Como mostrou o Pipeline, site de negócios do Valor, no acordo de acionistas assinado com o Agibank a Lumina garantiu um retorno mínimo de 21,5% ao ano (no IPO ou fora dele). Entretanto, com dificuldades de última hora para emplacar a oferta, a gestora acabou saindo do acordo e abriu mão desse direito, tornando-se um sócio como outro qualquer.

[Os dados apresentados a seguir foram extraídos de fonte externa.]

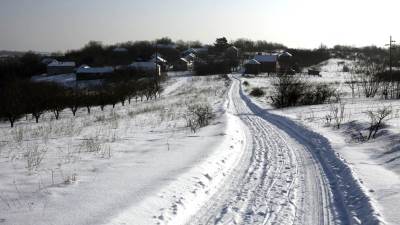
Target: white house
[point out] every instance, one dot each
(57, 67)
(93, 73)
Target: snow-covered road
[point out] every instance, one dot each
(288, 175)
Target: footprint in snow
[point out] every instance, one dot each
(208, 176)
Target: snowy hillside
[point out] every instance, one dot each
(376, 162)
(139, 160)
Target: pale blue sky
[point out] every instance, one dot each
(51, 25)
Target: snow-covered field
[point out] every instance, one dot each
(136, 164)
(140, 164)
(376, 163)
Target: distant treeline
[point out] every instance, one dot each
(23, 97)
(97, 54)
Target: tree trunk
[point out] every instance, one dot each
(12, 120)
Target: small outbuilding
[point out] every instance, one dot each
(160, 61)
(252, 67)
(57, 67)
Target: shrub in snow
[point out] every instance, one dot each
(34, 157)
(292, 91)
(198, 115)
(376, 119)
(257, 92)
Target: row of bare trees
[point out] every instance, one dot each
(370, 78)
(19, 98)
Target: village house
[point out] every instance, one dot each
(252, 67)
(57, 67)
(160, 61)
(181, 64)
(146, 68)
(190, 57)
(93, 73)
(232, 52)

Ela poderia ter vendido ações na oferta, mas como não foi exercido o lote adicional, não houve uma tranche secundária e nenhum acionista vendeu seus papéis naquele momento.
Goldberg, que faz parte do conselho de administração do Agibank, é obrigado a seguir algumas regras específicas para negociar as ações do banco e comprou esses papéis em mercado. No IPO, a ação foi precificada a US$ 12 e, nesta quarta-feira, fechou cotada a US$ 7,16, uma queda de 40,33%. De qualquer forma, além do preço atrativo, o aumento de posição mostra que a Lumina tem confiança no banco.
O Agibank vai divulgar seu resultado do segundo trimestre no dia 5 de agosto, após o fechamento dos mercados.